Conclusion and discussion

This article proposed the modified form of the rank-based nonparametric Kruskal Wallis H test for observations containing the measure of uncertainty or the measurement of falseness when comparing k samples. It is evident from Table 1 that uncertain data used for the illustration purpose reduces to the determined part under classical statistics if no observations of uncertainty are logged. For example, for sample one, the first observation 443 for the first group represents the determinate part of the indeterminate interval. The second value, which is 450, represents the indeterminate part of the interval. We can observe here that the modified Kruskal-Wallis test results in the indeterminacy interval rather than the determined values, and this implies that the proposed test provides a good measure of uncertainty. Recent studies also show that the methods dealing with the interval-valued data are more suitable in the indeterminate environment than classical statistical techniques [25, 26]. The work was originally motivated by the extensive research work under the fuzzy logic and neutrosophic statistics used for the interval-valued data set. The proposed nonparametric test can be readily applied to compare k samples testing the hypothesis that they have equal means.

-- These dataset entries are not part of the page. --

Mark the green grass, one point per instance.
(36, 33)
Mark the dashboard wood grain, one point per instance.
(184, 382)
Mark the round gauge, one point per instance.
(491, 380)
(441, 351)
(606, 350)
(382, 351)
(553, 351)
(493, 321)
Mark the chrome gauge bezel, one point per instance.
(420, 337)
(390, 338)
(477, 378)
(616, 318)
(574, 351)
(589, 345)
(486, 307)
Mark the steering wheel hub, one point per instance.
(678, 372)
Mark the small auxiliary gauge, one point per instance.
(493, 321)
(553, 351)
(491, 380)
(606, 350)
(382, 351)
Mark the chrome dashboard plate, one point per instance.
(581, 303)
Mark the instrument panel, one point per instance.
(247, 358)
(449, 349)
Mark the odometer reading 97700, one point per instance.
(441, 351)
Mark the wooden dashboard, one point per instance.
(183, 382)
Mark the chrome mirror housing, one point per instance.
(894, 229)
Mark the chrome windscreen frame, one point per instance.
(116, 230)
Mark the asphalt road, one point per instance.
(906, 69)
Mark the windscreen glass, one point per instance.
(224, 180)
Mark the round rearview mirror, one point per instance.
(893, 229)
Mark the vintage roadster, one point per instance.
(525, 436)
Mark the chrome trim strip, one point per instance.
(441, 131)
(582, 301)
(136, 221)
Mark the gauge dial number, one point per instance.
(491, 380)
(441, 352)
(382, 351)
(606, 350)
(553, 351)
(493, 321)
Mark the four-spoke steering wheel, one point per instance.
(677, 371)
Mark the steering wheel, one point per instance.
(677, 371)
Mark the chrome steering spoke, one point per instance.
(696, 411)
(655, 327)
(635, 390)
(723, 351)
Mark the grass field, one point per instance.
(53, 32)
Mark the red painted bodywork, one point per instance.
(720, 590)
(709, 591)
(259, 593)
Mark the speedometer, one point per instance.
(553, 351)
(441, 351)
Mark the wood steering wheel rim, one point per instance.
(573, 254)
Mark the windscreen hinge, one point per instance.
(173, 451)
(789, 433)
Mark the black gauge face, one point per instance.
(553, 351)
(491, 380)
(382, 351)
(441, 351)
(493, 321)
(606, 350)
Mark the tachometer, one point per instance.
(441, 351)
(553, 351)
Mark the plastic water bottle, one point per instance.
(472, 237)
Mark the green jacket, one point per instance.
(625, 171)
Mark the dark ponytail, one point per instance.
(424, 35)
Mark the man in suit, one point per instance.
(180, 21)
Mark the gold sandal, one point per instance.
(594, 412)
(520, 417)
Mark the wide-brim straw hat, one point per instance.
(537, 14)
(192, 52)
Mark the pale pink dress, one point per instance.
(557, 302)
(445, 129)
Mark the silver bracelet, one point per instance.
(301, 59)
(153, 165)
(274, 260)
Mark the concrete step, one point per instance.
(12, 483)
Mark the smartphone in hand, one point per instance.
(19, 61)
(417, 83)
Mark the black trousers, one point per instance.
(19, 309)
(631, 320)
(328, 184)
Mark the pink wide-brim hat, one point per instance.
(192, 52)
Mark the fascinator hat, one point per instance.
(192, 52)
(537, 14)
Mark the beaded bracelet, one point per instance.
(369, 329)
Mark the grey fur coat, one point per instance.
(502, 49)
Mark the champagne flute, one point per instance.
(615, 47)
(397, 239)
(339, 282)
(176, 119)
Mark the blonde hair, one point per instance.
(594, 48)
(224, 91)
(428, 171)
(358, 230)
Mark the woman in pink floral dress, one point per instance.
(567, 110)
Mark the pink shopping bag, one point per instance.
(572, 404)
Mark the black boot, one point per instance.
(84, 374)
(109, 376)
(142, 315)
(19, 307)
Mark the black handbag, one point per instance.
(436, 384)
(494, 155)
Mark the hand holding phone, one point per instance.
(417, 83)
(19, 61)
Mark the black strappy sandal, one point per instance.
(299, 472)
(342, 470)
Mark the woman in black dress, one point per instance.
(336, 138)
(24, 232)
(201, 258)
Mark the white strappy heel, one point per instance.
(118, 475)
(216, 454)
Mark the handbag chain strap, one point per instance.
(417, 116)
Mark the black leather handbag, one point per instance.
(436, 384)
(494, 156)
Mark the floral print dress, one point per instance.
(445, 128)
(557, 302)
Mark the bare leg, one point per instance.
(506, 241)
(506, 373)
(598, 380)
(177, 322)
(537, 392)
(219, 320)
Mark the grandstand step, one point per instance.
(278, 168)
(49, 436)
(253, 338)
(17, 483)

The application of this new neutrosophic Kruskal-Wallis test on the Covid-19 data set showed that the proposed test provides more relevant and adequate results. The data representing the daily ICU occupancy by the Covid-19 patients were recorded for both determinate and indeterminate parts. The existing nonparametric Kruskal Wallis H test under Classical Statistics would have given misleading results. The proposed test showed that at a 1% level of significance, there is a statistically significant difference among the average daily ICU occupancy by corona-positive patients of different age groups.

The modified Kruskal Wallis test can be used to compare the averages of several sample observations or group(s); the proposed test is easy to apply and understandable. The Neutrosophic Kruskal Wallis test results in an uncertain interval, which is ideal when the data is measured from the complex system. The application of the proposed test is recommended for different fields, including biomedical sciences, engineering, and many other statistical areas. On the other hand, applying nonparametric tests under classical statistics on the data containing vagueness can produce misleading results. In conclusion, the proposed neutrosophic nonparametric test provides an efficient tool to data analysts for analyzing k samples in the presence of uncertainty and indeterminacy. However, more properties of this modified Kruskal-Wallis test can be derived for future research. The evaluation of the proposed test using different measures can be studied as future research.